Ethiopia’s Tigray rebels say they are ready to take part in peace talks led by the African Union (AU), removing an obstacle to potential negotiations with the government to end almost two years of fighting.
The announcement was made amid a flurry of international diplomacy after fighting flared last month for the first time in months in northern Ethiopia, torpedoing a humanitarian truce.
“The government of Tigray is prepared to participate in a robust peace process under the auspices of the African Union,” said a statement by the authorities in the northernmost region of Tigray.
“Furthermore we are ready to abide by an immediate and mutually agreed cessation of hostilities in order to create a conducive atmosphere.”
On Monday, the White House said it “welcomes” the announcement.
“It’s high time for both sides to stop fighting and turn to dialogue to resolve their differences,” said White House spokesperson Karine Jean-Pierre to reporters aboard Air Force One.
She said Ethiopia should “seize this moment to give peace a chance” and that “Eritrea and others should stayout of the conflict.”
There was no immediate comment about the announcement from the Ethiopian government, which has long insisted that any peace process must be brokered by the Addis Ababa-headquartered AU.
But the Tigray People’s Liberation Front (TPLF) had until now vehemently opposed the role of the AU’s Horn of Africa envoy Olusegun Obasanjo, protesting at his “proximity” to Ethiopian Prime Minister Abiy Ahmed.
Sunday’s statement, which coincided with Ethiopia’s new year, made no mention of any preconditions for talks, although it said it expected a “credible” peace process with “mutually acceptable” mediators as well as international observers.
TPLF leader Debretsion Gebremichael had earlier this month proposed a truce with four conditions including “unfettered humanitarian access” and the restoration of essential services in war-stricken Tigray.
In a letter to United Nations Secretary-General Antonio Guterres, he had also called for the withdrawal of Eritrean forces from across Ethiopia, and for troops to pull out of western Tigray, a disputed region claimed by both Tigrayans and Amharas, the country’s second-largest ethnic group.
‘Choose talks over fighting’
On Saturday, the AU’s Commission Chairperson Moussa Faki Mahamat had announced that Obasanjo’s mandate would be extended.
“I reiterated my full confidence in him & encouraged his continued engagement with both parties & intl actors to work towards peace & reconciliation in Ethiopia & the region,” Faki said on Twitter after meeting Obasanjo.

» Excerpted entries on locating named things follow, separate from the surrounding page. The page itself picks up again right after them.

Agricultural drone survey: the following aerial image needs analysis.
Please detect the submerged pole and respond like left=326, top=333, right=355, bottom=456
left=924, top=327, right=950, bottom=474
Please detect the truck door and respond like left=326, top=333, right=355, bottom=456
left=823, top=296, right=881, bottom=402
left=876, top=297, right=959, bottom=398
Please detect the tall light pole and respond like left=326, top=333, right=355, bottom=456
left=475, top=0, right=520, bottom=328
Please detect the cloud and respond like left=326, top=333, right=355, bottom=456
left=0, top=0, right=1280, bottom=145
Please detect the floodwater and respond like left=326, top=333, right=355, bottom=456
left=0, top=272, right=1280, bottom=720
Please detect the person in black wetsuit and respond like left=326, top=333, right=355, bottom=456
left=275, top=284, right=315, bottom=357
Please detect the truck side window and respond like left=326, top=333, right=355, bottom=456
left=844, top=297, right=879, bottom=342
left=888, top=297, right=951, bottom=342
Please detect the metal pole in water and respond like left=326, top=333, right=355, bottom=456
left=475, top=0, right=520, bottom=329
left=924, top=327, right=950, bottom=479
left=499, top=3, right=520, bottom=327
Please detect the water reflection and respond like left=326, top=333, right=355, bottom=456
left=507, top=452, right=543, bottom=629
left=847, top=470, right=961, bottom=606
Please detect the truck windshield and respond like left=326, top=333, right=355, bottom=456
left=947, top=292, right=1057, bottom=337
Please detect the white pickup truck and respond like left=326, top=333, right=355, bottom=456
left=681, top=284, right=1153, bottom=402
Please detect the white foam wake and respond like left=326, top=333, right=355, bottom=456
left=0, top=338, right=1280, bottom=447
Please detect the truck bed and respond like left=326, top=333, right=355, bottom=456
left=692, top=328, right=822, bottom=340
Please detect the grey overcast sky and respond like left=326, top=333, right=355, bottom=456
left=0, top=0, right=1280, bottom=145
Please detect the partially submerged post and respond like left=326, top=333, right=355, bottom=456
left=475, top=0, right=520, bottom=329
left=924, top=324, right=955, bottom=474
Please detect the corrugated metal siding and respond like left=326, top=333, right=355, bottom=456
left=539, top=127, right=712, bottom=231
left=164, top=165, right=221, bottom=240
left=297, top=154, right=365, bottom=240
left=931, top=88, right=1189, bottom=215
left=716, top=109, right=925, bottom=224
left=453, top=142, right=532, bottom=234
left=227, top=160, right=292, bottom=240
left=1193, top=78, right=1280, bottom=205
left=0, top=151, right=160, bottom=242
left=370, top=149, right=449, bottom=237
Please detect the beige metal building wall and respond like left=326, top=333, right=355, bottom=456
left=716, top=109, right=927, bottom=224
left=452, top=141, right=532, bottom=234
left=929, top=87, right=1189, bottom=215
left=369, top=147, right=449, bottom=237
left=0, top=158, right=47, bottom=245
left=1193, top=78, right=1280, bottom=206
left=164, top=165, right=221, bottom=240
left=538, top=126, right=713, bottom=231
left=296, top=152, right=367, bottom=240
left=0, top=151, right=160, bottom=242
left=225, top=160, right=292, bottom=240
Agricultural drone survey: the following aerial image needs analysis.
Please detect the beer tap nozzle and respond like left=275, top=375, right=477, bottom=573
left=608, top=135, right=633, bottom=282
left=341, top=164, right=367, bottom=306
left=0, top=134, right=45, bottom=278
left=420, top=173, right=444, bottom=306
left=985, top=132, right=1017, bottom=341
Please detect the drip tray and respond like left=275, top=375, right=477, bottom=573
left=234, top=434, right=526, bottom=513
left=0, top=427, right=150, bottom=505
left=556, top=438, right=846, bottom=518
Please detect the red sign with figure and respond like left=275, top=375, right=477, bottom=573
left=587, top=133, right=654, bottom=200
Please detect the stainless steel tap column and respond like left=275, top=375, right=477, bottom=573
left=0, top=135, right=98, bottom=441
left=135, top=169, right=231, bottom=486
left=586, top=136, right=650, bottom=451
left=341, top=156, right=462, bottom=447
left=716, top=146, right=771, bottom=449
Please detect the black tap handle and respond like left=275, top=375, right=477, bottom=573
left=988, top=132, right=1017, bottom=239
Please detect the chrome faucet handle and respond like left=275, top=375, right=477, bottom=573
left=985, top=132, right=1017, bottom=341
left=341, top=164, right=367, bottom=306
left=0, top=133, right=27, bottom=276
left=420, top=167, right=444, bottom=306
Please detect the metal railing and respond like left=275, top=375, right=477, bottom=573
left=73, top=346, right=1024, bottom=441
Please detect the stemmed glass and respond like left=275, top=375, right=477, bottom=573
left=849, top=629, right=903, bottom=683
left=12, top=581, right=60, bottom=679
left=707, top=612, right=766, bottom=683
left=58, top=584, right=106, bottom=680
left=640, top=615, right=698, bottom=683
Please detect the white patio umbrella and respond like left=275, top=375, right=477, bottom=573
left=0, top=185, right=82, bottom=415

I received the AU High Rep for the Horn, H.E. President Olusegun Obasanjo whose mandate has been extended.I reiterated my full confidence in him & encouraged his continued engagement with both parties & intl actors to work towards peace & reconciliation in Ethiopia & the region. pic.twitter.com/BOU1ZNqs7u
— Moussa Faki Mahamat (@AUC_MoussaFaki) September 10, 2022
Faki also said he had held talks on Saturday with the visiting United States envoy for the Horn of Africa, Mike Hammer.
“May the parties in the conflict have the courage to choose talks over fighting, and participate in an African Union-led process that produces a lasting peace,” Hammer said in a new year’s message for Ethiopians on Sunday.
Fighting has raged on several fronts in northern Ethiopia since hostilities resumed on August 24, with both sides accusing the other of firing first and breaking a March truce.
The combat first broke out around Tigray’s southeastern border, but has since spread along to areas west and north of the initial clashes, with the TPLF accusing Ethiopian and Eritrean forces of launching a massive joint offensive on September 1.
The UN had said on Thursday the renewed fighting had forced a halt to desperately needed aid deliveries to Tigray, both by road and air.
The March truce had allowed aid convoys to travel to Tigray’s capital, Mekelle, for the first time since mid-December.
But in its first situation report since the latest clashes broke out, the UN Office for the Coordination of Humanitarian Affairs said the violence was “already impacting the lives and livelihood of vulnerable people, including the delivery of lifesaving humanitarian assistance”.